Secret Service Tickets Barry
Monday, September 11, 2006
D.C. Council member Marion Barry was detained and ticketed by the Secret Service early yesterday, after uniformed officers stopped him near the White House for running a red light and detected the smell of alcohol, authorities said.
Tom Mazur, spokesman for the Secret Service, said Barry's car ran a red light at 16th and H streets NW. The officers administered a field sobriety test and took Barry to the U.S. Capitol Police station, where he was given a breathalyzer test.
Mazur said police could not get an accurate reading on the breathalyzer, so Barry was asked to submit to a urine analysis, which he refused. Barry was then ticketed for running a red light and failing to submit to a urine analysis, the spokesman said.
Barry, in a telephone interview yesterday, said he was not intoxicated and had not run the light.
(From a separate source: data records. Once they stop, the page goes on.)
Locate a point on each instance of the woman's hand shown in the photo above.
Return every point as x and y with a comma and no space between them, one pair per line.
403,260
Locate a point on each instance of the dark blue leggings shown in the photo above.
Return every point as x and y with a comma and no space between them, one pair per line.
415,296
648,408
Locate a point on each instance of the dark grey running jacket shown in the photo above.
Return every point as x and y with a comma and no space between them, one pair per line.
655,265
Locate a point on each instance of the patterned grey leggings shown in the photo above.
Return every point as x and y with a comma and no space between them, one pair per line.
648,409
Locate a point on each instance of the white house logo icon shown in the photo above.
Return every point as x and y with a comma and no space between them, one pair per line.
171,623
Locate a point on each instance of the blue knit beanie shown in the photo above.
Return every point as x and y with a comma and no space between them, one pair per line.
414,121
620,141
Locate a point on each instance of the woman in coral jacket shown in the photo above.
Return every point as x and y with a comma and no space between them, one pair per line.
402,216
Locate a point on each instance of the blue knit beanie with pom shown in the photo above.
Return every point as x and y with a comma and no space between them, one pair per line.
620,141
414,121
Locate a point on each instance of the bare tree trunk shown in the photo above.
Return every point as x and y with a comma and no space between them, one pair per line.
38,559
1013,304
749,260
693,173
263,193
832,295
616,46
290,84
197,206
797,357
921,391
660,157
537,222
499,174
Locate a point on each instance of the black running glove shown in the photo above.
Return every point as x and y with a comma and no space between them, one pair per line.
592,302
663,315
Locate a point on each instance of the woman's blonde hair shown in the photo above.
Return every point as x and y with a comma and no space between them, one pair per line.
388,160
He said he passed the breathalyzer when the test registered a 0.02, far below the legal threshold for intoxication, 0.08. The former four-term mayor accused federal authorities of trying to "embarrass and discredit me."
This is the second time this year that police have questioned Barry's sobriety. In May, he was involved in a minor fender bender, and he passed a breath test, although the police report indicated that he appeared to be impaired.
Barry is on probation stemming from a tax-related conviction, and Frederick D. Cooke, Barry's attorney, said it is unclear whether the latest citation would affect Barry's legal status. Cooke said he could not comment because he did not have enough details.
Barry (D-Ward 8) was sentenced in March to three years' supervised probation after pleading guilty in U.S. District Court to misdemeanor charges of failing to file federal and local income tax returns. He tested positive for marijuana and cocaine use in a court-required screening in November, soon after his guilty plea, and underwent drug treatment and counseling.
The former mayor also was convicted of a misdemeanor count of cocaine possession in 1990 after being arrested in a downtown D.C. hotel.
Barry, 70, said he was released yesterday with a citation. He said he believes he was the victim of racial profiling because all the officers involved in the incident are white.
On Saturday night, Barry attended a Ward 8 rally for mayoral candidate and D.C. Council member Adrian M. Fenty (D-Ward 4), whom Barry has endorsed in tomorrow's Democratic primary.
Barry would not discuss his refusal to submit a urine sample but said it was clear that if he had been drinking, "it wasn't much of anything." He said the breathalyzer test was successful and registered his blood alcohol content at 0.02.
"How is that unsuccessful?" Barry said. "They didn't get their desired results."
Barry said the incident occurred after he saw Secret Service officers gesturing at him as he drove near the White House. He was giving a brief tour to an out-of-state elected official, whom he would not identify, when authorities stopped him.
Barry said he had met with two elected officials in the lobby of a hotel about 12:30 a.m. after one of the officials called him at home to say he could not attend a scheduled breakfast meeting.
Barry agreed to drive one of the officials around town after he mentioned that he had visited Washington on many occasions but had never actually seen the city.
After driving past the John A. Wilson Building and the Washington Monument, Barry said, he was approaching Lafayette Square near the White House. The officers pulled him over, and before he gave them his license and registration, six of them surrounded the Camaro he was driving. He said the vehicle is on loan from a dealership while his car is being repaired.
"I was outraged," Barry said. "They were looking for something to deal with me on. I asked, 'Why?' and they wouldn't tell me."
Barry said he took the field sobriety test and was asked to blow into the breathalyzer twice at the station.
A similar incident occurred in March 2002, when the U.S. Park Police said they found traces of marijuana and cocaine in Barry's car while he was parked in a remote area of Southwest Washington. No arrest was made, but it derailed Barry's plan to run for an at-large D.C. Council seat.
Barry later ran for the Ward 8 seat in 2004 and overwhelmingly defeated former ally Sandy Allen.
In the May incident, Barry was ticketed for failing to yield the right of way after a minor accident on First Street SE. That offense is punishable by a $50 fine.
Both the red light violation and the urine analysis citation are considered administrative offenses and not criminal, meaning they typically would be heard before a Department of Motor Vehicles examiner and not a Superior Court judge.
Staff writers Henri E. Cauvin and Martin Weil contributed to this report.